Although optical drives in consumer notebooks are becoming less common nowadays and we are storing more and more of our digital information on hard drives instead of optical discs, CD/DVD players are still a mainstay of desktop computers and business laptops and new systems often come bundled with discs containing all sorts of never-to-be-used software. With the help of its Laboratories Division, Fujitsu has developed a new recycling system to make new front panels for notebook computers from all the discarded CDs and DVDs collected, sorted and recycled by its five recycling centers across Japan.

One of the reasons we've become so dependent on plastic is also its biggest problem. Its durability means that when the product it was originally created for outlives its usefulness, the waste product that results ends up being incinerated, dumped in landfill or making its way into the oceans.

Electrolux drew attention to the issue of plastic waste at sea with its "Vac from the sea" initiative, using plastic waste gathered from the sea to make several limited edition vacuum cleaners and, more recently, the Sea Chair project aims to harvest plastic waste from the ocean to create furniture. Recycled plastic has also recently been used for earthquake and hurricane resistant housing, a solar sports jacket, a rather uncomfortable-looking bike, and a digital camera.

Recycling plastic is not quite as simple as just throwing lots of plastic bits into a big pot, melting it down and molding it into something new. Fujitsu says that in order to achieve the material properties necessary for use in its notebooks, plastics of the same type need to be identified, collected and used.

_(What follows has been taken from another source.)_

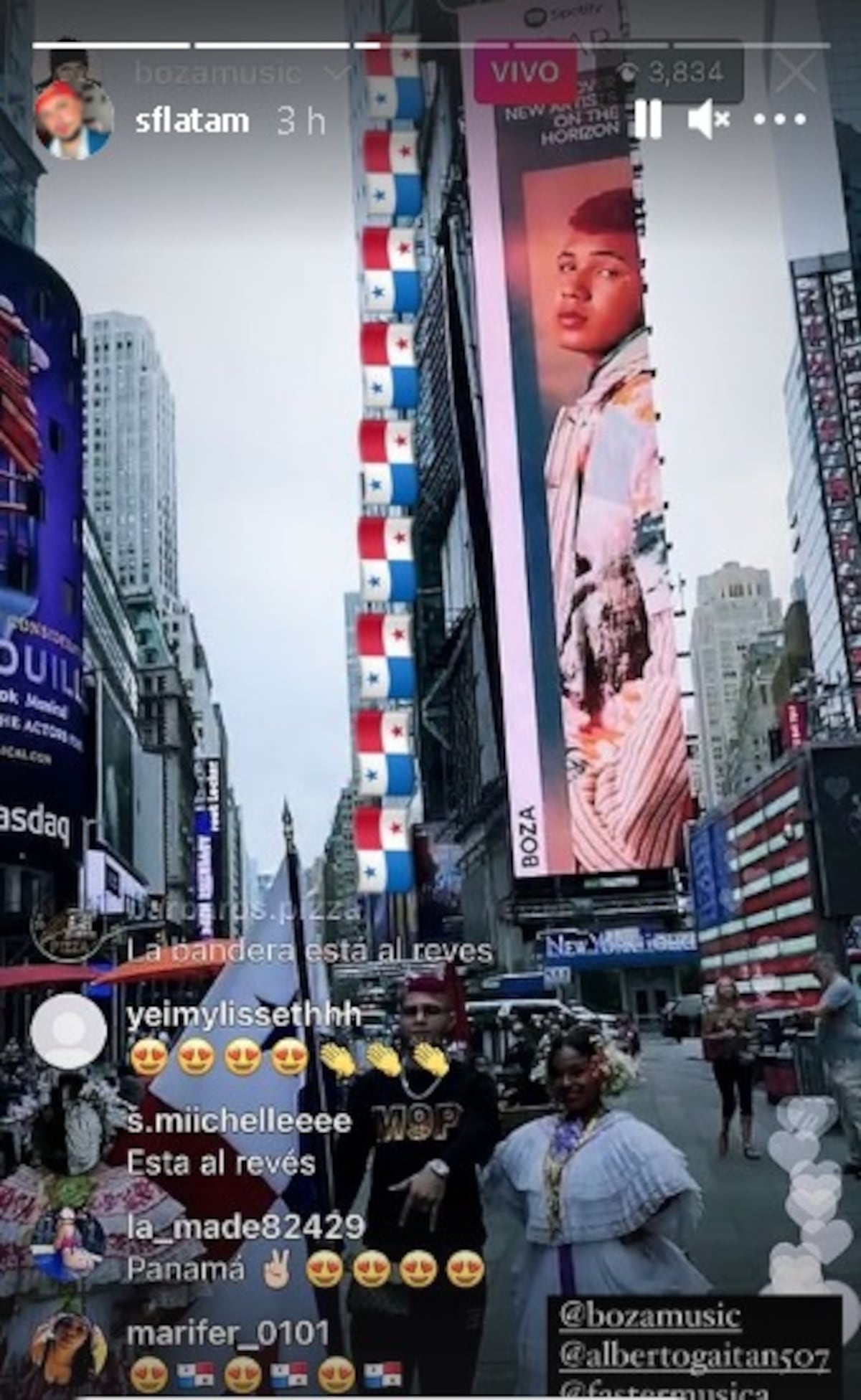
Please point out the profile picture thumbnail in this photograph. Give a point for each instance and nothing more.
(73, 114)
(67, 1245)
(67, 1351)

Even then, subtle differences, impurities or visual defects could still prevent them making the grade.

The company has announced that the polycarbonate from CDs and DVDs has now been identified as a suitable source, which also benefits from being free from bothersome contaminants like flame retardants.

During the shredding and separation process, the source material is subjected to quality control checks based on a chemical substances risk management database developed by Fujitsu Laboratories to ensure compliance with legal requirements governing the chemical composition of components used in the manufacture of notebooks and computers.

Further improvements to the quality of the recycled plastics has also been made possible thanks to collaborations with plastic cleaning and processing company PANAC Industries and resin compound manufacturer Idemitsu Kosan Co Ltd.

The recovered plastic then undergoes compounding before being molded into new front panels for the 12.1-inch LIFEBOOK P772/E business notebook from Fujitsu's Summer 2012 catalog. The company expects the new process to cut down the use of new plastics by more than 10 tons per year and cut the CO2 emissions resulting from its manufacturing processes by 15 percent.